Skip URL`s vs. Server/Directory/Filename Filters

Author Message
Brad Konia 12/01/2004 09:22 am
Can you please explain the difference (if any) between entering a full or partial URL in the "Skip URL`s box" and using the Server/Directory/Filename filters to enter an equivalent URL?

For example, suppose I wanted to prevent OE from spidering any page on www.somedomain.com. As I understand it, I could accomplish this by entering:

http://www.somedomain.com

in the Skip URL`s box

However, couldn`t I also accomplish the same thing by creating a Server filter with the keyword "www.somedomain.com"?

Is there any difference between these two methods?
Oleg Chernavin 12/01/2004 10:38 am
The Skip URLs box should contain:

http://www.somedomain.com/

- please pay attention to the ending slash.

Excluded server keywords should contain:
www.somedomain.com

and it will do exactly the same - stop downloading anything on the specified server. The difference is that the Skip URLs accepts only full URLs to be skipped, while other URL Filters sections can use keywords (parts of URLs with wildcards, etc.)

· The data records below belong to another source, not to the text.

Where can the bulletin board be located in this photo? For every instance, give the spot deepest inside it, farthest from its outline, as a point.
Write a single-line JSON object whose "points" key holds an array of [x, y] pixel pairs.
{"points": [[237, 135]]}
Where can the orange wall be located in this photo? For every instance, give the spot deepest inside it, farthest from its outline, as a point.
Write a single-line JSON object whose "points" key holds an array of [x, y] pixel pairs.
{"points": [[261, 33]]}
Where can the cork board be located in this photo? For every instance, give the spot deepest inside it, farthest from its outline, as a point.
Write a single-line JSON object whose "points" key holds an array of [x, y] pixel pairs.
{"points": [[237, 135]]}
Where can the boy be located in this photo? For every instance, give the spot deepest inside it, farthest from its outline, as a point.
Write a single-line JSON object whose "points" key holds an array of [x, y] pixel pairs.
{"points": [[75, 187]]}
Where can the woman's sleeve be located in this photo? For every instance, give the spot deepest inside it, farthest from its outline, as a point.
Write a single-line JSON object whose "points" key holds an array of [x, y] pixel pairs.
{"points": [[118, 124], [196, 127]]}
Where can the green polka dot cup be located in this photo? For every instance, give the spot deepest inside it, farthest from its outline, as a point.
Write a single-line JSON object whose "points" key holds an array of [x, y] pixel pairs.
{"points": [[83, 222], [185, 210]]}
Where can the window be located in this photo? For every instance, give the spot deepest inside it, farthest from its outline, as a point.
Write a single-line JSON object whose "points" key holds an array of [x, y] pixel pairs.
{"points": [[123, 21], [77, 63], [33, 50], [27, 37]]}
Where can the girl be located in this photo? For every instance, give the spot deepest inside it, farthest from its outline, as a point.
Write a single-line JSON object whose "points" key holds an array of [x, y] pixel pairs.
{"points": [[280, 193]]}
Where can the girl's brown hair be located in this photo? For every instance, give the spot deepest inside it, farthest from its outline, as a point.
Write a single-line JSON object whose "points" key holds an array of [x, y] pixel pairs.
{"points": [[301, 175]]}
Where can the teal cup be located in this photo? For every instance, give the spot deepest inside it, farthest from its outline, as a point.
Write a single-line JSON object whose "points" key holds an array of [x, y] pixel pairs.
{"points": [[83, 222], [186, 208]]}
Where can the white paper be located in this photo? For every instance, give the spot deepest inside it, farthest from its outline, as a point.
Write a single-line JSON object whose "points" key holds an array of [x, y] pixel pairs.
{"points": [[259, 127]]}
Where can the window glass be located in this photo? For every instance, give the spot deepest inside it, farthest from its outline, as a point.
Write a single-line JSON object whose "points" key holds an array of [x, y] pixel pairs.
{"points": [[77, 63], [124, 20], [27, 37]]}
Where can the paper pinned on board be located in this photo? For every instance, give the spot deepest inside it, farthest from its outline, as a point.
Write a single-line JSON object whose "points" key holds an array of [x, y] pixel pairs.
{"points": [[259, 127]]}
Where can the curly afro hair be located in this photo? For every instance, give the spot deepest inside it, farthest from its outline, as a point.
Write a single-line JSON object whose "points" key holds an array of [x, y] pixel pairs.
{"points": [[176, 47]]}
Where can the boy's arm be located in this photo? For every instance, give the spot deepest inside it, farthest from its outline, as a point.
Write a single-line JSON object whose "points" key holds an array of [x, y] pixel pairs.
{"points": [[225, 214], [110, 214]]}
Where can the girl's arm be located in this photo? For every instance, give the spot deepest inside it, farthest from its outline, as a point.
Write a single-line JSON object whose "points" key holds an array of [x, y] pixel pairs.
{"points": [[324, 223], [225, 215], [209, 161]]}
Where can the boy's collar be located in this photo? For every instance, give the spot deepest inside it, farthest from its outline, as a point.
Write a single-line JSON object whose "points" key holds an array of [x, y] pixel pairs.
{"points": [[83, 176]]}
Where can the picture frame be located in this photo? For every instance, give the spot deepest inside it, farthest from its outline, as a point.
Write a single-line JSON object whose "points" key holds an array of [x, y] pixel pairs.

The reason to add Skip URLs feature was to make processing long lists of exclusions really fast while downloading files. Keywords take much more time to process.

Best regards,
Oleg Chernavin
MP Staff
Brad Konia 12/01/2004 12:55 pm
> and it will do exactly the same - stop downloading anything on the specified server. The difference is that the Skip URLs accepts only full URLs to be skipped, while other URL Filters sections can use keywords (parts of URLs with wildcards, etc.)

OK, just to clarify:

When you say that it will "stop downloading" does this mean that it will stop spidering the site entirely, or will it continue to spider the site as per the Level setting, but not save the excluded pages?

For example:

* Suppose I enter http://www.somedomain.com/index.htm in the Skip URL`s box and suppose that page contains a link to http://www.anotherdomain.com.

* Now, further suppose that OE comes across a page that contains a link to http://www.somedomain.com/index.htm

I realize that it won`t download the somedomain.com page. However, will it still parse that page and follow the link to anotherdomain.com, or will it ignore the somedomain.com page entirely and not spider any of its links?
Oleg Chernavin 12/02/2004 06:59 am
It means that it will not follow (download) the links that are not allowed for the download (excluded).

Oleg.